Desta maneira, o projeto de lei polonês dificilmente passará por um crivo jurídico internacional pelo simples fato de que proibições gerais extrapolam o direito/dever do Estado em combater o racismo. Vários julgados recentes privilegiam uma análise de situações concretas que potencialmente gerem violência ou desordem. A CtEDH, em 2015, julgou que, mesmo que o polêmico político turco Doğu Perinçek tenha questionando o “genocídio armênio”, a pouca probabilidade de seus livros causarem uma desordem social ou outra atrocidade não justifica sua condenação por racismo pela Suíça. Mas um discurso claramente antissemita disfarçado de humor, como no exemplo dos shows do humorista francês M’Bala M’Bala, com um claro impacto no seu público, é questionável, fazendo com que a CtEDH rejeitasse de imediato a análise do caso, sem sequer considerar se, de fato, houve ou não uma violação da liberdade de expressão contra o humorista.
Naturalmente, há sempre uma disputa política sobre a narrativa de qualquer atrocidade. Mas desde que não haja incitação a uma nova onda de violência, as opiniões de uma pessoa não podem ser tolhidas. Sobre este tema, a Corte Africana de Direitos Humanos e dos Povos julgou, no fim de 2017, que a punição da oposicionista ruandesa Victoire Ingabire, por haver declarado que os Hutus também mereciam um memorial, além dos Tutsis, é contrária à Carta Africana de Direitos Humanos e dos Povos. Comparando este caso ao exemplo polonês, vê-se claramente que o Executivo e o Parlamento deste país almejam manter o monopólio da retórica sobre o papel da Polônia no Holocausto, o que é claramente contrário aos parâmetros internacionais de hoje.

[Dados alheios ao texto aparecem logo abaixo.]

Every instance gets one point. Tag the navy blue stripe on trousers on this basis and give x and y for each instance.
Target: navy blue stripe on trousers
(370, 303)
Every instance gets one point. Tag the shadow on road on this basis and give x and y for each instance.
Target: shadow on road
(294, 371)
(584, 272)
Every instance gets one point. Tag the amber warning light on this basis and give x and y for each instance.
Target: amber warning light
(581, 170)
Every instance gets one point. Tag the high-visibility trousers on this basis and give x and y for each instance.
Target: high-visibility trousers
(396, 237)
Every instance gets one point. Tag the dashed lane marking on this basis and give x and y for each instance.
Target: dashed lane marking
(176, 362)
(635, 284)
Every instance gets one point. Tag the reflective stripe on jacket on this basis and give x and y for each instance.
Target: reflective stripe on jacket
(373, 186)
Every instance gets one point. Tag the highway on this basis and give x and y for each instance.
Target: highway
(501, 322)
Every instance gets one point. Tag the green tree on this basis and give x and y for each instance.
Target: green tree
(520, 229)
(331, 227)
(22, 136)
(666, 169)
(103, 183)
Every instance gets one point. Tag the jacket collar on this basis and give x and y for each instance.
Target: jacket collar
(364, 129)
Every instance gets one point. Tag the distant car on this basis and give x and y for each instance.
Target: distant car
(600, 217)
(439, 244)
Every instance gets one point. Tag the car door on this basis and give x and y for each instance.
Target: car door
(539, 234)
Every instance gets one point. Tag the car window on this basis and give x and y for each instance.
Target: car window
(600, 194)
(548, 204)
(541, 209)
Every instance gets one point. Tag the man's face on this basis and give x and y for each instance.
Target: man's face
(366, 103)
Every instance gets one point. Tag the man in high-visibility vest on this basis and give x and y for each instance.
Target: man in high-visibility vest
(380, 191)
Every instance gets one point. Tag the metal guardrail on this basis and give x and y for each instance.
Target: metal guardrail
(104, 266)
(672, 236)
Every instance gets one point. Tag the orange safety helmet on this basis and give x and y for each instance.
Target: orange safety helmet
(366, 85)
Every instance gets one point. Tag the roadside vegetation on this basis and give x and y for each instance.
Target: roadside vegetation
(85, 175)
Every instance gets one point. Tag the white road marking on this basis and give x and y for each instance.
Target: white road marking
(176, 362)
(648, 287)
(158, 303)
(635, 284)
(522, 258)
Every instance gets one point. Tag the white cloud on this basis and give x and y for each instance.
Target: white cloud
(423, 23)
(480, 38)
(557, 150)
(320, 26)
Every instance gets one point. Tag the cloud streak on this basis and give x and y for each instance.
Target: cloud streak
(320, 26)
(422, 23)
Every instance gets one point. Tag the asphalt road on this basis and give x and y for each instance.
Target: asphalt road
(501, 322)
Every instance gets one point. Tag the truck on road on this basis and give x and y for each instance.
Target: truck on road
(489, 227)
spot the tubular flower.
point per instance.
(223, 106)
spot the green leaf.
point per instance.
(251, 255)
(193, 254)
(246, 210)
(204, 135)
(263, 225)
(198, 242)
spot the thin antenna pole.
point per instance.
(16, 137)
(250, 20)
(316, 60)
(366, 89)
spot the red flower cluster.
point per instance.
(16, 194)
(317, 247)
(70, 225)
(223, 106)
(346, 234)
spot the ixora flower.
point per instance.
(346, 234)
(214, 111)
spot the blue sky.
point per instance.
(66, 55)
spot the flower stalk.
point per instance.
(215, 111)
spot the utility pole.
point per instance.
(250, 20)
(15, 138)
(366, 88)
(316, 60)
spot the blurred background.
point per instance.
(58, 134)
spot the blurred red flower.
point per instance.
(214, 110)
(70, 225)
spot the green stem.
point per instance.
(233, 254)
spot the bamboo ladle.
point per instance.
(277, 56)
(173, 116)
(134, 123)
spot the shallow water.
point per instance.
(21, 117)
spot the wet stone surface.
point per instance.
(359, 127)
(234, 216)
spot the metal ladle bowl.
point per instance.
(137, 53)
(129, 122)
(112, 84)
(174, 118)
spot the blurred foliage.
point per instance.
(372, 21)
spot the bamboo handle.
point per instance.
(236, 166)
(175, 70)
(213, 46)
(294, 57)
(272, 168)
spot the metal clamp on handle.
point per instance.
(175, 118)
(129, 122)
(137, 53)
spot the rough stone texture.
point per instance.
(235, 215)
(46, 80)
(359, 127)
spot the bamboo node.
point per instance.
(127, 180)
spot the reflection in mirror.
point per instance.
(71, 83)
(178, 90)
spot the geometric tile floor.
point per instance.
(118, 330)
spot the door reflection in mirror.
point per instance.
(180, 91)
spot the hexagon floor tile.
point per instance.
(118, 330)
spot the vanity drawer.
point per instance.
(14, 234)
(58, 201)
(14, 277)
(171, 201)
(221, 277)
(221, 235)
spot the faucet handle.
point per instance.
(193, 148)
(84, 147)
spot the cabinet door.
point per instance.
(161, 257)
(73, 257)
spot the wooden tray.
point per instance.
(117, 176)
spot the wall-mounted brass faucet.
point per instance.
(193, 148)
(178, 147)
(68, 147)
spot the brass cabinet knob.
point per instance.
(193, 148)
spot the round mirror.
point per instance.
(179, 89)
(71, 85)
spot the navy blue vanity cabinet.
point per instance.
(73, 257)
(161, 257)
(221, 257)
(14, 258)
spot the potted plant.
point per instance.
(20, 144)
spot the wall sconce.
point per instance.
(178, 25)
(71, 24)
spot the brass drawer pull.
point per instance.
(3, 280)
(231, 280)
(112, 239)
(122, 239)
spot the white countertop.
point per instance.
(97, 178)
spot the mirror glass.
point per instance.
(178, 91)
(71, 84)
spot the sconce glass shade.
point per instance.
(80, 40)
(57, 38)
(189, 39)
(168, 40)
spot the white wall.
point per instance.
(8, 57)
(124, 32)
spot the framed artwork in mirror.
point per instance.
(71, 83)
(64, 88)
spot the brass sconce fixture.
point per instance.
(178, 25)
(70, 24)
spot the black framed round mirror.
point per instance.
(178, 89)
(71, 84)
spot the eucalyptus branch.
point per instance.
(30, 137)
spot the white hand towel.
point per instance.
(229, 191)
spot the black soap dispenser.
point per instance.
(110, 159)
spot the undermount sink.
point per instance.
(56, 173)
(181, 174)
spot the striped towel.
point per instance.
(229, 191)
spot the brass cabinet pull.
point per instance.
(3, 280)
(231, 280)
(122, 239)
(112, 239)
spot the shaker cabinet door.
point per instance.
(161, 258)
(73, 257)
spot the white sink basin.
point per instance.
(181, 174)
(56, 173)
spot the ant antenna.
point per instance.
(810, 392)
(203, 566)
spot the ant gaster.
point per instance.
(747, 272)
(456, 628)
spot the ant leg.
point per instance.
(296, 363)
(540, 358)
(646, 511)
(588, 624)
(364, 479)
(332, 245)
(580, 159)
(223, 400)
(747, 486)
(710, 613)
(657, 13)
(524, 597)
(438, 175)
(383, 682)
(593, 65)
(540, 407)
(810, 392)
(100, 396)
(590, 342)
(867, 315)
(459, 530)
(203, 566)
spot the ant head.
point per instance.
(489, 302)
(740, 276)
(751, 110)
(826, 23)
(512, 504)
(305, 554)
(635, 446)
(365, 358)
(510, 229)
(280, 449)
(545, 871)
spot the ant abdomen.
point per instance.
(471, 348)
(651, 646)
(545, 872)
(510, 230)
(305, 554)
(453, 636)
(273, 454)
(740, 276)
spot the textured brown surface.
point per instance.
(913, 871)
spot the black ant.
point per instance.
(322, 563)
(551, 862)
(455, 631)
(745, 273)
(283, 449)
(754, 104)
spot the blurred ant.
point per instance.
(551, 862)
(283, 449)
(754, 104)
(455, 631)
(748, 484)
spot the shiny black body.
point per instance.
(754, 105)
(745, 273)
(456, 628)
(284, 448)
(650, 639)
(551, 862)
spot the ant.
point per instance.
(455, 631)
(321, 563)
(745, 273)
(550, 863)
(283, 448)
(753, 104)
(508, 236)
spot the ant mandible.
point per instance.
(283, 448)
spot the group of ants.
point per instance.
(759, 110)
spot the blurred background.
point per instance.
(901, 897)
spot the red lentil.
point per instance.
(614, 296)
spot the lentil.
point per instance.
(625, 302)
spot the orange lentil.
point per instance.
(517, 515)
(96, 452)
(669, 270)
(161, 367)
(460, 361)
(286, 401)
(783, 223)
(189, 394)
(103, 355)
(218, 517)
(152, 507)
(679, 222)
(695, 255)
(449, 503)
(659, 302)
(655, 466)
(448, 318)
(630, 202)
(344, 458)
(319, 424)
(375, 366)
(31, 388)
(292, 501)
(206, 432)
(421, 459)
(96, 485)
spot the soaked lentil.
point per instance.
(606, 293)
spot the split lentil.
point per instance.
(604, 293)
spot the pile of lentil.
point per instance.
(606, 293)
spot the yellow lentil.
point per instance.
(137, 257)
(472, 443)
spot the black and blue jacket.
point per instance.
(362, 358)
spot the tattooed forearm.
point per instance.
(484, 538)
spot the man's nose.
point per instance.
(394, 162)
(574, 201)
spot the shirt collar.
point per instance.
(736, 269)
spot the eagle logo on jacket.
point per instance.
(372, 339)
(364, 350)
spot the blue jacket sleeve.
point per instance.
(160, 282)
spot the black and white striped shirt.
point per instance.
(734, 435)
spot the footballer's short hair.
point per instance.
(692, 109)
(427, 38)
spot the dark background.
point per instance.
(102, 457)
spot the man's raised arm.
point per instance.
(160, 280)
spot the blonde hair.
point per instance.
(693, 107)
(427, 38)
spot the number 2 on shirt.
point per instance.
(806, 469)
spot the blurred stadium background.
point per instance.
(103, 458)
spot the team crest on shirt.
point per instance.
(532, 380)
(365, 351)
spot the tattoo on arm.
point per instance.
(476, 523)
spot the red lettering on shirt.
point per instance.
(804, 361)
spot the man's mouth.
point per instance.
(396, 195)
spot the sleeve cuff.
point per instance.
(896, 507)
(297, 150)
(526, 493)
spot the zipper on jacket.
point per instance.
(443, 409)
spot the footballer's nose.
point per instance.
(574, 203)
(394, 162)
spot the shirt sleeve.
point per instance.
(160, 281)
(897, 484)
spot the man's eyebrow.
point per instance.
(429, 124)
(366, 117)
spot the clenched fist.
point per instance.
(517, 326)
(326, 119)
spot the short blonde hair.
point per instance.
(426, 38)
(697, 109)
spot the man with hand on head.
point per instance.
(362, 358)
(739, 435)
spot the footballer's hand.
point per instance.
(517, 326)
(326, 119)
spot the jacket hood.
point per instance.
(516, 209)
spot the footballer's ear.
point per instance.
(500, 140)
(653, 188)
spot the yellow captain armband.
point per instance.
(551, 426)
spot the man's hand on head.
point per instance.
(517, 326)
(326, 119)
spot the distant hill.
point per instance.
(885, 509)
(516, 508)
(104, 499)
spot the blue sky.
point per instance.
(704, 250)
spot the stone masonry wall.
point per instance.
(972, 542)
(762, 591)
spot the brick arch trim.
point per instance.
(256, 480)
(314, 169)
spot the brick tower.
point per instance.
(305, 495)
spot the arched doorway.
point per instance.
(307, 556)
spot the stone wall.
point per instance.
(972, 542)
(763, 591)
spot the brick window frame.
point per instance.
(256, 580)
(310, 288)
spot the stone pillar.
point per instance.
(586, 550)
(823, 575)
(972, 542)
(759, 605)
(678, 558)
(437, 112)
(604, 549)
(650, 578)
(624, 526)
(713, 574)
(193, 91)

A pressão sentida pelo presidente polonês Andrzej Duda, inclusive de aliados, como os Estados Unidos, o fez enviar a lei já promulgada à suprema corte polonesa para uma avaliação mais técnica, em uma clara ação de redução de danos políticos.
Paulo de Tarso Lugon Arantes é advogado e pesquisador em discriminação e igualdade racial pela Universidade de Leuven, Bélgica. Tem vasta experiência com os mecanismos de proteção de direitos humanos das Nações Unidas.